Some of the best presentations are given inside elevators and in the backs of cabs; in intimate spaces where it isn't the audience that's captive, it's the speaker. No podium, no computer screen to hide behind, just a clear space between speaker and listeners, where the faces share ideas and the concepts are more impressive for it.
While it won't facilitate presentations in the back of public transportation, Research In Motion's next BlackBerry device aims to combine that dynamic sense of speaking with the visual impact of animations, pictures, and charts. With the Presenter, your BlackBerry sends slides directly to a connected projector while keeping full, wireless control in your hand so you can walk about the room with confident steps and intimate gestures. Although no release date yet exists for the device, RIM says it will reach stores "sooner rather than later" for $199.
The BlackBerry Presenter is a small device, just three and-a-half inches in length. It's a wireless receiver that connects to a projector, TV, or other display, accepting Microsoft PowerPoint presentation slides and commands from a BlackBerry via Bluetooth. It uses an AC adapter exclusively for power, and incorporates only the one button for on/off, giving full control for options and settings to your BlackBerry.
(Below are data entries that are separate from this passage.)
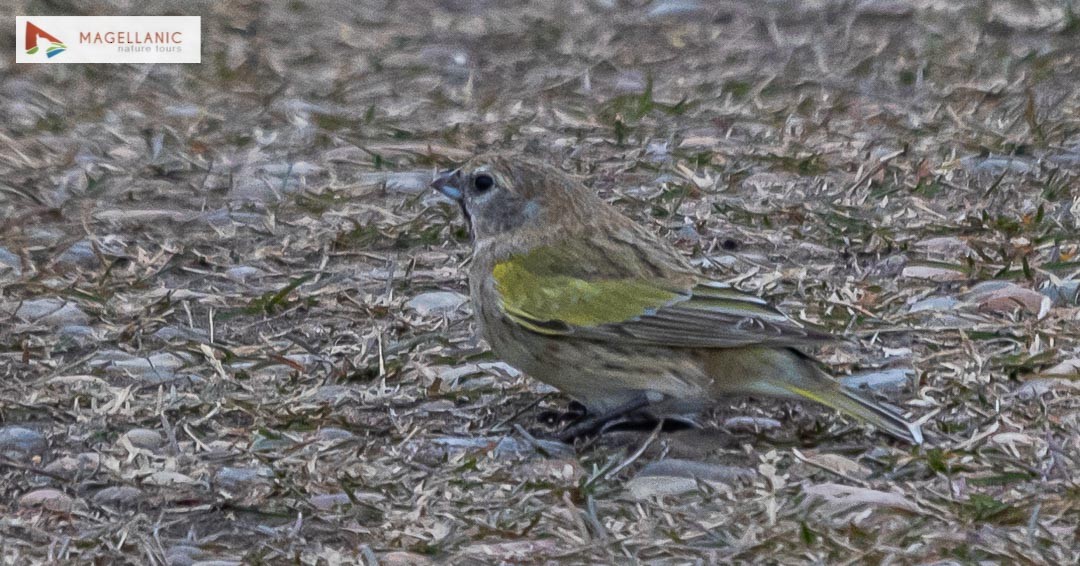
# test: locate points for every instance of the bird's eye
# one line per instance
(482, 183)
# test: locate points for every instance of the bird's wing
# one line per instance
(688, 312)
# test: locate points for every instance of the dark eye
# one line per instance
(482, 183)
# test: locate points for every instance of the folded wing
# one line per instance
(679, 312)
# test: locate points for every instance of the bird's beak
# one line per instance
(447, 184)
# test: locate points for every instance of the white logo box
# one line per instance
(108, 39)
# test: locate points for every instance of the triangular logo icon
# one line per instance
(35, 34)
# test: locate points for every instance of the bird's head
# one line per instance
(502, 193)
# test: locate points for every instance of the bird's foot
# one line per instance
(589, 426)
(575, 412)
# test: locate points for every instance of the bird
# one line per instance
(576, 294)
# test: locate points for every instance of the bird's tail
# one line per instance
(825, 390)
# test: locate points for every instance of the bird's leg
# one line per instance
(574, 413)
(598, 423)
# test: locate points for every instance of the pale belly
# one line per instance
(604, 377)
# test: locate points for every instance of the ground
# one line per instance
(232, 323)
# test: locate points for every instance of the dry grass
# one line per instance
(207, 350)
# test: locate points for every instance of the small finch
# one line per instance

It can connect to a display system through VGA (1,024 x 768) or S-Video (640 x 480), but cables will be sold separately. And neither supports audio. Sadly, this means your presentations will have to do without recorded narration, music, or video. Should you travel to Europe, a little switch on the back makes it easy to change from NTSC to PAL television standards.
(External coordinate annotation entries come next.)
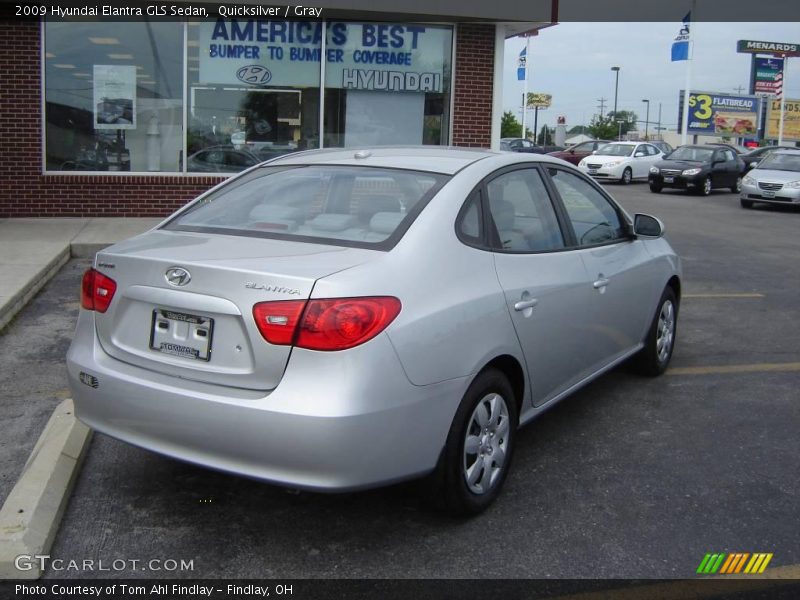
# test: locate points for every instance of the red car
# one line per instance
(575, 153)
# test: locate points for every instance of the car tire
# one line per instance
(483, 431)
(653, 359)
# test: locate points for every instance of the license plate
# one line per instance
(181, 334)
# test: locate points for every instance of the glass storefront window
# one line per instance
(113, 97)
(387, 83)
(253, 92)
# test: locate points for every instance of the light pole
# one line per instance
(616, 88)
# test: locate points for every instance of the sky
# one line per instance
(572, 61)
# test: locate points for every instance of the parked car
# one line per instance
(575, 153)
(752, 158)
(776, 180)
(699, 169)
(663, 146)
(283, 326)
(621, 161)
(222, 159)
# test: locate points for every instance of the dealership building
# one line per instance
(136, 117)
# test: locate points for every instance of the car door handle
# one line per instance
(524, 304)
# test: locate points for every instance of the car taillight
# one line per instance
(331, 324)
(97, 291)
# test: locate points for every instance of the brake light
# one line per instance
(332, 324)
(97, 291)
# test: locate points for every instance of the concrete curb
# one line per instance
(31, 514)
(17, 302)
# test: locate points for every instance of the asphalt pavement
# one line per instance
(630, 477)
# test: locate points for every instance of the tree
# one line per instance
(628, 118)
(510, 127)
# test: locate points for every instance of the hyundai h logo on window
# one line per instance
(254, 75)
(177, 276)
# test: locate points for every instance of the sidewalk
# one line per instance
(33, 250)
The Presenter is built around some fairly simple software, which means there are a number of limitations. It is only compatible with BlackBerries that run Device Software 4.6 or later; and it cannot be used with the BlackBerry Curve 8300 or Flip 8200. It is limited to running Microsoft PowerPoint files (.ppt or .pptx); no simple photo slideshows or other visuals. And although the Presenter is controlled by a free BlackBerry App, it can only download device updates through a program created for Windows machines.
Once the Presenter app is installed, a compatible BlackBerry can open PowerPoint files, either as attachments included within e-mails and calendar entries, or as files saved to an inserted memory card. Once open, the Menu offers a new "Present" option that will send the slides to the Presenter itself. Note that the content is being transferred, not streamed, and so you'll have to wait several minutes for the files to load before you can start a show.
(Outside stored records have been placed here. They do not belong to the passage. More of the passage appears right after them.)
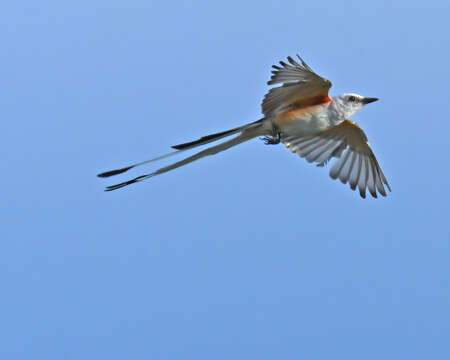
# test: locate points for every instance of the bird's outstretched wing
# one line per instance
(299, 81)
(356, 162)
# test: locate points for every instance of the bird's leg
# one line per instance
(273, 139)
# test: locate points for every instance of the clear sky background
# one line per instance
(250, 254)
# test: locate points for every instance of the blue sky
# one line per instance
(253, 253)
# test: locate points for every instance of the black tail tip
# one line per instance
(114, 172)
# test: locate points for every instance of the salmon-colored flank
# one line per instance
(300, 106)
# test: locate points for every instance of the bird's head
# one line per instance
(348, 104)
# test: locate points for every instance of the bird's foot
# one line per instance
(272, 140)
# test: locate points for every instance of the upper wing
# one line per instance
(299, 82)
(356, 164)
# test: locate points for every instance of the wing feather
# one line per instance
(298, 81)
(356, 164)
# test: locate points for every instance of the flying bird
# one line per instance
(300, 114)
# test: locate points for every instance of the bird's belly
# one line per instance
(302, 122)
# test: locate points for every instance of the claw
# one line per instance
(272, 140)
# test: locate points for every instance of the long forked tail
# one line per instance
(248, 132)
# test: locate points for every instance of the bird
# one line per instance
(300, 114)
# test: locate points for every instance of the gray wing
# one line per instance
(356, 163)
(299, 82)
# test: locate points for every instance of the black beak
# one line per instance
(368, 100)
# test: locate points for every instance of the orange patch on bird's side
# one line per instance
(300, 107)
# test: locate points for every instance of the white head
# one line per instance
(347, 104)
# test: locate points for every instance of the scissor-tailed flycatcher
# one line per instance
(312, 124)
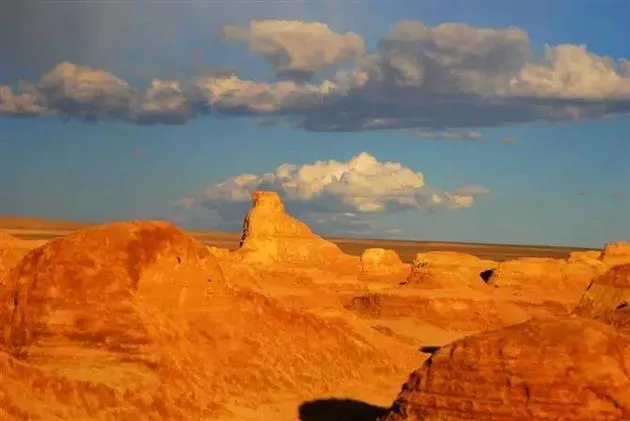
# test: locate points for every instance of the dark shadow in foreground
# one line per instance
(339, 410)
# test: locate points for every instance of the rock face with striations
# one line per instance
(12, 249)
(616, 253)
(92, 285)
(379, 263)
(554, 369)
(606, 293)
(546, 275)
(272, 236)
(135, 320)
(447, 269)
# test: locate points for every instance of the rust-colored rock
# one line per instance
(467, 313)
(12, 249)
(555, 369)
(271, 236)
(584, 256)
(616, 253)
(606, 293)
(135, 320)
(379, 263)
(89, 284)
(446, 269)
(546, 276)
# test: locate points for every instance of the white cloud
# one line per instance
(297, 48)
(444, 82)
(446, 134)
(334, 192)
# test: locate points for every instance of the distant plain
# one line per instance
(42, 229)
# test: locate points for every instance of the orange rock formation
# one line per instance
(572, 369)
(606, 293)
(135, 320)
(445, 269)
(378, 263)
(271, 236)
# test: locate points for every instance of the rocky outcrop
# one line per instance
(554, 369)
(67, 279)
(271, 236)
(382, 264)
(587, 256)
(12, 249)
(616, 253)
(445, 269)
(606, 293)
(459, 313)
(543, 276)
(135, 320)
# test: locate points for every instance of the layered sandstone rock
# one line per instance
(135, 320)
(91, 284)
(12, 249)
(379, 263)
(616, 253)
(588, 256)
(470, 312)
(606, 293)
(619, 319)
(271, 236)
(445, 269)
(555, 369)
(545, 275)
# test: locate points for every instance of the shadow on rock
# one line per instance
(339, 410)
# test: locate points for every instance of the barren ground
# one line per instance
(403, 324)
(44, 229)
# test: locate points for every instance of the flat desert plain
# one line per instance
(134, 320)
(28, 228)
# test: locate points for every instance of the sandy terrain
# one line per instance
(140, 320)
(37, 229)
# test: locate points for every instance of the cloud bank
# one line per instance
(340, 194)
(451, 78)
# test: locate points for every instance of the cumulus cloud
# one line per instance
(335, 192)
(297, 48)
(508, 140)
(88, 94)
(444, 82)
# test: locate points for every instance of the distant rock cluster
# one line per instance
(138, 320)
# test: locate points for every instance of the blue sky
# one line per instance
(564, 179)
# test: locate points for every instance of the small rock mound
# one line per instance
(446, 269)
(12, 249)
(584, 256)
(67, 279)
(545, 276)
(554, 369)
(272, 236)
(616, 253)
(467, 313)
(379, 263)
(606, 293)
(6, 237)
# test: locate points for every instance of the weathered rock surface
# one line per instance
(616, 253)
(271, 236)
(463, 313)
(555, 369)
(445, 269)
(12, 249)
(606, 293)
(584, 256)
(378, 263)
(135, 320)
(545, 275)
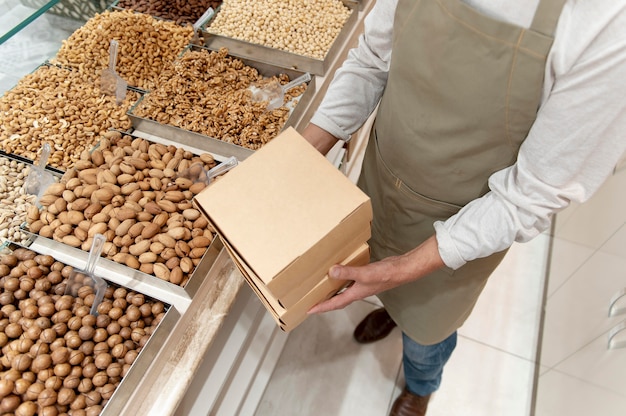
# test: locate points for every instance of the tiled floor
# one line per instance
(322, 371)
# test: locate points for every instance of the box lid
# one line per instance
(279, 202)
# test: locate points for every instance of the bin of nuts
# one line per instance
(146, 46)
(180, 12)
(56, 357)
(14, 201)
(207, 92)
(137, 194)
(302, 34)
(60, 107)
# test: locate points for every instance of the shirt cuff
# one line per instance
(447, 250)
(327, 124)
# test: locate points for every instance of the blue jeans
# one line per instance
(423, 364)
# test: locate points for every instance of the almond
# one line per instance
(186, 265)
(136, 229)
(97, 228)
(122, 229)
(176, 275)
(167, 206)
(139, 248)
(102, 196)
(161, 219)
(147, 257)
(166, 240)
(177, 233)
(125, 213)
(55, 189)
(47, 200)
(197, 187)
(200, 241)
(191, 214)
(80, 204)
(150, 230)
(125, 178)
(153, 208)
(129, 188)
(161, 271)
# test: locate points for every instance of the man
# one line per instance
(493, 116)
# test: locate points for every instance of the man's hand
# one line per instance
(383, 275)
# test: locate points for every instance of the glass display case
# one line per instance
(31, 31)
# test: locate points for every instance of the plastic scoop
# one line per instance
(110, 82)
(199, 23)
(274, 93)
(80, 278)
(38, 179)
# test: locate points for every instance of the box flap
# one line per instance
(279, 202)
(327, 288)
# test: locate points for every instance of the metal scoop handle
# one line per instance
(113, 54)
(203, 19)
(306, 77)
(222, 168)
(94, 253)
(45, 155)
Unfortunately, there's no system in place for preloading slides. Once the AC adapter is disconnected or the "End Show" option is selected, the Presenter promptly forgets the presentation, forcing the slides to be loaded up all over again the next time you need them. Depending on how big a file is, this could take some time. So be mindful to get this process started before an audience is seated, or else you'll have to come up with some entertaining small talk!